Schools are out and many organizations bolster their staffs with temporary or seasonal help. The Occupational Safety and Health Administration (OSHA) and the American Staffing Association recently signed an alliance to work together to further protect temporary employees from workplace hazards. OSHA has been monitoring and reporting on the state of temporary worker safety through its National Advisory Committee on Occupational Safety and Health's (NACOSH) Temporary Worker workgroup very closely as this sector has grown. ASA, founded in 1966, serves as the voice of the U.S. staffing and recruiting industry. With more than 1,600 members, ASA advances the interests of staffing and recruiting firms through advocacy, public relations and education.
Both groups firmly believe that all workers have the right to be safe, regardless of how long they have been on the job.
After their meeting in late May, the two organizations announced an outreach program that will seek to educate temporary workers about their rights and teach staffing firms and their clients about their responsibility to protect workers under the Occupational Safety and Health Act (OSH). This was following the early May meeting of NACOSH Temporary Worker group to discuss gaps in temporary worker health and safety training.
During a meeting last summer, NACOSH discussed rising concerns about temporary worker safety. One example shared with the group involved a 21 year-old male temporary worker that died his first day on the job at bottling plant in Florida. The young man was crushed to death while cleaning glass from inside a palletizer. An investigation revealed that he was never trained in the Lockout/Tagout procedures, simple, but mandatory protocols that would have saved his life. Numerous examples of temporary workers having fatal injuries within their first few days on the job were cited. Given the growing size of the temporary workforce, OSHA instructed its inspectors to pay particular attention to whether or not employers were complying with their responsibilities under the OSH Act when it comes to temporary employees.

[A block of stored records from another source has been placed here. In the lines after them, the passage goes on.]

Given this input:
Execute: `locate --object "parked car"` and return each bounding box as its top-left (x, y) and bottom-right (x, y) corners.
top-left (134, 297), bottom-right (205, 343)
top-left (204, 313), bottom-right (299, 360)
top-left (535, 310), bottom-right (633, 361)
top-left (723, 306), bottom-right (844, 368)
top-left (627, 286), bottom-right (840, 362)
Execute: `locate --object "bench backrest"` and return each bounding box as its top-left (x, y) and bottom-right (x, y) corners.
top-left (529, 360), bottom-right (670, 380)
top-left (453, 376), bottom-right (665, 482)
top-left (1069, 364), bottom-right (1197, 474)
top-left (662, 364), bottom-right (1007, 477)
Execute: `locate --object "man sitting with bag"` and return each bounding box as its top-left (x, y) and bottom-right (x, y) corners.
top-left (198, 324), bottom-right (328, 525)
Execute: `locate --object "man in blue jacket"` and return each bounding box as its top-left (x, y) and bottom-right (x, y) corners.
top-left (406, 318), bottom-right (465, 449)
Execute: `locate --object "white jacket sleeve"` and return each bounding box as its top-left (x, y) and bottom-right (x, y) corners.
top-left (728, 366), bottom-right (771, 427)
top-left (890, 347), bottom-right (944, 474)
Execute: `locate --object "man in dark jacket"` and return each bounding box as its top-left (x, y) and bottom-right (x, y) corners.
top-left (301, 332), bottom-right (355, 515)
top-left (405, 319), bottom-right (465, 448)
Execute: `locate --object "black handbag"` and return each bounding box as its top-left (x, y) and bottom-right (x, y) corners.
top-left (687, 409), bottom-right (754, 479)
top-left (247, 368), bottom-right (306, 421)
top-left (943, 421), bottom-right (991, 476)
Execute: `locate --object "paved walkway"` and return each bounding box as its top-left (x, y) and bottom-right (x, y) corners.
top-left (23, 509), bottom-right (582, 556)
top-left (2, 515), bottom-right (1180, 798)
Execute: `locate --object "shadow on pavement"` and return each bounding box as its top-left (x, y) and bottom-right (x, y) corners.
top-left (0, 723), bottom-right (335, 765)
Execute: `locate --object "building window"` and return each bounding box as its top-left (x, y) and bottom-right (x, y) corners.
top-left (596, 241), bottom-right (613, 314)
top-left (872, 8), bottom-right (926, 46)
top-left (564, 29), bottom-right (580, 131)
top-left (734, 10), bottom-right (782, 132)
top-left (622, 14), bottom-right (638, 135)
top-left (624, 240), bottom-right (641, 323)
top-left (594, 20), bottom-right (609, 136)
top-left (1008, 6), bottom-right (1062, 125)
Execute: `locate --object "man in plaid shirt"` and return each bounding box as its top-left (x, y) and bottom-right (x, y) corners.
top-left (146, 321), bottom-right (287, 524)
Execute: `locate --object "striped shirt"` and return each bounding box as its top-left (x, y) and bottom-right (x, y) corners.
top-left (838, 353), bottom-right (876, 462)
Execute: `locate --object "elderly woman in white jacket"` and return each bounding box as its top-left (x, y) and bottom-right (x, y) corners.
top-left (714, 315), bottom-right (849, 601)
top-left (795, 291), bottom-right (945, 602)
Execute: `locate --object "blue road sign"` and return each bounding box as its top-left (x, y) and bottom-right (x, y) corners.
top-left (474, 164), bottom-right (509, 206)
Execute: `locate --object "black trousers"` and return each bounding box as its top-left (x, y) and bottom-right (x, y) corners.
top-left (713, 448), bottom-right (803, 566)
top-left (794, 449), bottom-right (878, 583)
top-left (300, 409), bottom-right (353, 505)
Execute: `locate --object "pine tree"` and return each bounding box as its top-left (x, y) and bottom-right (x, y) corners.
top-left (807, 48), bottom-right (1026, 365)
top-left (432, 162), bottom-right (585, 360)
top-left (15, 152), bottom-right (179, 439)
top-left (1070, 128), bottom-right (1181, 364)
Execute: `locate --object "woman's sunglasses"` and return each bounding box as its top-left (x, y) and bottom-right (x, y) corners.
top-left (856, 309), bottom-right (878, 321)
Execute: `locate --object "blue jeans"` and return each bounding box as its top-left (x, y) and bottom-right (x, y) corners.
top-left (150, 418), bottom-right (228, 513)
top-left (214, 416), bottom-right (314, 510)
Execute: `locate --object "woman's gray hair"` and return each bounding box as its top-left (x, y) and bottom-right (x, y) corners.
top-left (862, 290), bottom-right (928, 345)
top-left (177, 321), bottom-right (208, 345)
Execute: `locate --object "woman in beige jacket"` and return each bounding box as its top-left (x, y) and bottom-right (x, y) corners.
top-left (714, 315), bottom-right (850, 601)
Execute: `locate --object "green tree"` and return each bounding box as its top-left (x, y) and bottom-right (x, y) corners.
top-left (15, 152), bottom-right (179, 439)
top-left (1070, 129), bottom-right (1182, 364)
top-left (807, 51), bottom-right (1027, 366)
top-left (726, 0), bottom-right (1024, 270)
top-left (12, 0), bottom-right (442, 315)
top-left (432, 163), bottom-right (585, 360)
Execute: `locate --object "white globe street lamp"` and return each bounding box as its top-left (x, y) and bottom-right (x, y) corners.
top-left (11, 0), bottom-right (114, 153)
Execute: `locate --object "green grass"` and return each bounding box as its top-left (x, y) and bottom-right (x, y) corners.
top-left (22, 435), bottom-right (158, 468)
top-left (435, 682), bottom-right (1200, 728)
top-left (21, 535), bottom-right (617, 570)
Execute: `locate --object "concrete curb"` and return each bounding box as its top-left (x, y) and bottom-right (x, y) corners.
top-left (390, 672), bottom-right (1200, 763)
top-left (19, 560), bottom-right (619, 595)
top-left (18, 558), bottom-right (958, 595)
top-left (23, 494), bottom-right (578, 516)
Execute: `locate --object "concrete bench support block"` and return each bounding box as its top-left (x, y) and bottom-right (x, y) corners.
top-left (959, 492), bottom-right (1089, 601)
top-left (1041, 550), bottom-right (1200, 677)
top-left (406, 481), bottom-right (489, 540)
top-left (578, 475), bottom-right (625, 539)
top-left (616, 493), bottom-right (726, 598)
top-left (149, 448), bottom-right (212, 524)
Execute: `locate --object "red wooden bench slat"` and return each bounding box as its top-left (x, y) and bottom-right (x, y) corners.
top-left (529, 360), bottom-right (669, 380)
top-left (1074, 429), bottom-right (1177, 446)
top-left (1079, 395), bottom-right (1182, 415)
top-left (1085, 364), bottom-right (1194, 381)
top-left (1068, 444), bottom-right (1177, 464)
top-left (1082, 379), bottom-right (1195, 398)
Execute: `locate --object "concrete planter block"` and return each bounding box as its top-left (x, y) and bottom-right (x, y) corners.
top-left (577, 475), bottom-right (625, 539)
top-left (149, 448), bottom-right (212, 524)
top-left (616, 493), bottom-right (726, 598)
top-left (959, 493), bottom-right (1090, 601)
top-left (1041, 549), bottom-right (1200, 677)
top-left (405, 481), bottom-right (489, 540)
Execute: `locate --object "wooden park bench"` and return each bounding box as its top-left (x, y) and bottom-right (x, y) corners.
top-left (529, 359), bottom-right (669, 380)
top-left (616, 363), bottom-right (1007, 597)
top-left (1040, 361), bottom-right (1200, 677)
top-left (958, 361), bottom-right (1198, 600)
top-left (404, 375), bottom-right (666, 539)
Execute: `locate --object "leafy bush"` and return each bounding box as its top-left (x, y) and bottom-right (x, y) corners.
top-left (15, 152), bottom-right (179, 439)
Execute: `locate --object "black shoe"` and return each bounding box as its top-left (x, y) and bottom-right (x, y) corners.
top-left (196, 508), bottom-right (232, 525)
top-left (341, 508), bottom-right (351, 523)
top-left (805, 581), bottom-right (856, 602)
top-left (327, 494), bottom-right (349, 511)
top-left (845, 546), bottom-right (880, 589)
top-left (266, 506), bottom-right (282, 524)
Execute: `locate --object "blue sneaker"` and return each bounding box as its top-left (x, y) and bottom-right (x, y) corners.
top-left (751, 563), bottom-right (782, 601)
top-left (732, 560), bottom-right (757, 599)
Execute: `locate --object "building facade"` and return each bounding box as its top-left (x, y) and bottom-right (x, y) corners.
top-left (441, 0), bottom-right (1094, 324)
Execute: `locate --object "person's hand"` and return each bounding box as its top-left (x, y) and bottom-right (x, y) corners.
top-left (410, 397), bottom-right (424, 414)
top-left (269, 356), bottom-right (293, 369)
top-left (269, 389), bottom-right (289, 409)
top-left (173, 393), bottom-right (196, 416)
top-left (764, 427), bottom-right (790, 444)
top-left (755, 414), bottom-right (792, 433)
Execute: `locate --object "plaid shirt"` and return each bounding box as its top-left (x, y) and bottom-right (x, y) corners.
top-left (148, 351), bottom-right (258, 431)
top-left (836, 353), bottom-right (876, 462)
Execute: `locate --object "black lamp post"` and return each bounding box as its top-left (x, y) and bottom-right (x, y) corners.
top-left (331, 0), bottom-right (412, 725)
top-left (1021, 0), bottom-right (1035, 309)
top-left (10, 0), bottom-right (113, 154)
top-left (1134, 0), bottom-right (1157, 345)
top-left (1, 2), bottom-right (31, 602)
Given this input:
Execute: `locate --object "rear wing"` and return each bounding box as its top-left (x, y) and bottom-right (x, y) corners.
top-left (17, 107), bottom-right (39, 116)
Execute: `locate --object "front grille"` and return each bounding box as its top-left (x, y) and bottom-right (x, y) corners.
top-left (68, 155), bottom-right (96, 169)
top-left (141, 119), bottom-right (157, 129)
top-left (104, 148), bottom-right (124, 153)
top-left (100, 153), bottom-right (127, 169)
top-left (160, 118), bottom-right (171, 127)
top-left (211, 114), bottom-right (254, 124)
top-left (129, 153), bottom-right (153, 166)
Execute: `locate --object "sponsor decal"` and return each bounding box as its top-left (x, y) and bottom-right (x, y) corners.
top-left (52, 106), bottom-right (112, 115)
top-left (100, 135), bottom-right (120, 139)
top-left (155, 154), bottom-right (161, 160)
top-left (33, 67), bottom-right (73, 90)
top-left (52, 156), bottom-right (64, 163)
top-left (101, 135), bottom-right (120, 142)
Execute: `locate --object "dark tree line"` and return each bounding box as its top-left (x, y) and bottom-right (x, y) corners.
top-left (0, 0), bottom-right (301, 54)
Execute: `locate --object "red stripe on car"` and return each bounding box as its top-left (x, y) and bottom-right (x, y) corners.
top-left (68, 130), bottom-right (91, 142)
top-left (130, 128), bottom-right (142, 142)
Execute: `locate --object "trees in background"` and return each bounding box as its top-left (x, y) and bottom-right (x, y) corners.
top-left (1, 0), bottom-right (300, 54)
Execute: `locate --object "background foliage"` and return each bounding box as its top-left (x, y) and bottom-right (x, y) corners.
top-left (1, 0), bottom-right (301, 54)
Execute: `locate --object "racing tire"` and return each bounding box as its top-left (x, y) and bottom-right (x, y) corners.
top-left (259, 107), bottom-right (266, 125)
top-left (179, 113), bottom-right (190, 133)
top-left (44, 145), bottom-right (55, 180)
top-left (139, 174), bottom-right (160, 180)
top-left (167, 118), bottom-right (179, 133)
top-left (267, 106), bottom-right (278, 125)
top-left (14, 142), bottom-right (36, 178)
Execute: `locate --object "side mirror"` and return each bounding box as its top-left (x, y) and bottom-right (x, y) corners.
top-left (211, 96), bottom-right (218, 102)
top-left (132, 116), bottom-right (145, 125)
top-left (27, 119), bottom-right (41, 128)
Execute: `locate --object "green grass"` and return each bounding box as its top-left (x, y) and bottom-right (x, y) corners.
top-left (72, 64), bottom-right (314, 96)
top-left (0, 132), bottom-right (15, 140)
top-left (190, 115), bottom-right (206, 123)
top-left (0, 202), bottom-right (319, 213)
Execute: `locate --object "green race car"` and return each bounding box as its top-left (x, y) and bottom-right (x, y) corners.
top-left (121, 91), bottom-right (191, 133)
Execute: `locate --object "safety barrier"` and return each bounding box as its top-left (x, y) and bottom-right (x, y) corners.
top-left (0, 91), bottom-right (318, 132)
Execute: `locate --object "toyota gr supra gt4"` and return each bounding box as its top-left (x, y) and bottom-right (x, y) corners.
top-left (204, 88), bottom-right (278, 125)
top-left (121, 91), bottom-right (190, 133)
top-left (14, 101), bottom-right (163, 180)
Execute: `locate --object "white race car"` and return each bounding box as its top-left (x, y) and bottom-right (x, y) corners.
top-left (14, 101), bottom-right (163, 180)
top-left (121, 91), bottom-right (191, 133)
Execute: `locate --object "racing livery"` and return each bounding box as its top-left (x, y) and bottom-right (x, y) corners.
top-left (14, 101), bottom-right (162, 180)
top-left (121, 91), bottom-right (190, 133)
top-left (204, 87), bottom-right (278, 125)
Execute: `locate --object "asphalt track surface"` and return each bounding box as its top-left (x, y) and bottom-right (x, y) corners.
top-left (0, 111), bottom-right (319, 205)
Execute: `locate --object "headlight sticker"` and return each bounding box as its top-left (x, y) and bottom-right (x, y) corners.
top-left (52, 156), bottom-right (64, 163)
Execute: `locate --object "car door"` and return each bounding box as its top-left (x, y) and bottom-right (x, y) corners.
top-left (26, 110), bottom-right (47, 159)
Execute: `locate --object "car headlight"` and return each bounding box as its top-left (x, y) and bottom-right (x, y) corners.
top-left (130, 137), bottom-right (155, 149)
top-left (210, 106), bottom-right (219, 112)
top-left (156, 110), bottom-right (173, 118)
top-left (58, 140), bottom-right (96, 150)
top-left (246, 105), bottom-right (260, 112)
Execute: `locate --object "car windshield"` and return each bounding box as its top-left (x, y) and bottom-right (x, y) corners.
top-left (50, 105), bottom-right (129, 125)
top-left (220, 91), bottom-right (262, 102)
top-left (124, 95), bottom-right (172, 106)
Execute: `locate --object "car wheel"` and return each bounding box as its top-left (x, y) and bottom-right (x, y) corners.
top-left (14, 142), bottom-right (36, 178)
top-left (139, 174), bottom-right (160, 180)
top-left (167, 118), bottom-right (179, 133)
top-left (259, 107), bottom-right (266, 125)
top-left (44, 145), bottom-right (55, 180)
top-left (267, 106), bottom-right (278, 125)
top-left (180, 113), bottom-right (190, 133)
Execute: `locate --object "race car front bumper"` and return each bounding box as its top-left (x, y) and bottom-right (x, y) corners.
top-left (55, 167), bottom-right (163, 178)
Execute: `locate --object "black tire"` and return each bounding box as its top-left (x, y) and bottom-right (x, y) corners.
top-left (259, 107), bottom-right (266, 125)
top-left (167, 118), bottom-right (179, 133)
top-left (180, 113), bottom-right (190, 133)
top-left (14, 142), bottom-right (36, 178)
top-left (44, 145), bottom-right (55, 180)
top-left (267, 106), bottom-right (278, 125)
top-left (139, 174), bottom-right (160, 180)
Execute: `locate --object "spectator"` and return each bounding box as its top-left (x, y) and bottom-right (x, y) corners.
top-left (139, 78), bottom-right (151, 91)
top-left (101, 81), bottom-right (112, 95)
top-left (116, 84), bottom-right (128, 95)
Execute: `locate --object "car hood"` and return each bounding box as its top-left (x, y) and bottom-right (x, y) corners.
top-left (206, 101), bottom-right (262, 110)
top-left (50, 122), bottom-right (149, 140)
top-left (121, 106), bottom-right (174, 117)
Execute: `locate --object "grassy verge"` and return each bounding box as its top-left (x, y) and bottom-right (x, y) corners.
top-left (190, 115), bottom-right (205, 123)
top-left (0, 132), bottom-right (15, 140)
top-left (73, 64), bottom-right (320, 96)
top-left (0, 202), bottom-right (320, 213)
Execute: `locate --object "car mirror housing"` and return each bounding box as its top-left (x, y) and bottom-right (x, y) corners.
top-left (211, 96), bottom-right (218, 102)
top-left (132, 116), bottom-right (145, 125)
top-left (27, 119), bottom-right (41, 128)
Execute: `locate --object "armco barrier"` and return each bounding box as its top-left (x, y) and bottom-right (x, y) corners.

OSHA and NACOSH believe one huge step toward protecting temporary workers is education. That's why the alliance with the ASA is critical. "Through this alliance with the ASA, we will increase outreach to staffing agencies and host employers and provide information and education that is vital to protecting temporary workers," said Dr. David Michaels, assistant secretary of Labor for Occupational Safety and Health.
Who is Protected?
For OSHA's initiative, "temporary workers" are defined as those supplied to a host employer and paid by a staffing agency. However, the Bureau of Labor Statistics includes contingent workers, independent contractors, on-call workers, temporary help agency workers and workers employed by contract firms in its "temporary worker" category. Regardless of the category, it's important that managers know employees are protected under the OSH Act, regardless of their status. . Apparently, one pitfall that the NACOSH meeting brought to light is that often times managers or supervisors, even owners, will ask a temporary employee if he or she is familiar with a piece of equipment. The employee may be embarrassed to admit that he or she is not. Employers must be careful to not take for granted that a temporary worker has already received adequate training elsewhere—by law everyone on the work site has the right to safe working conditions and it is always the employer’s responsibility to provide proper training or demonstrate that the employee has had the proper training through documentation. No exceptions.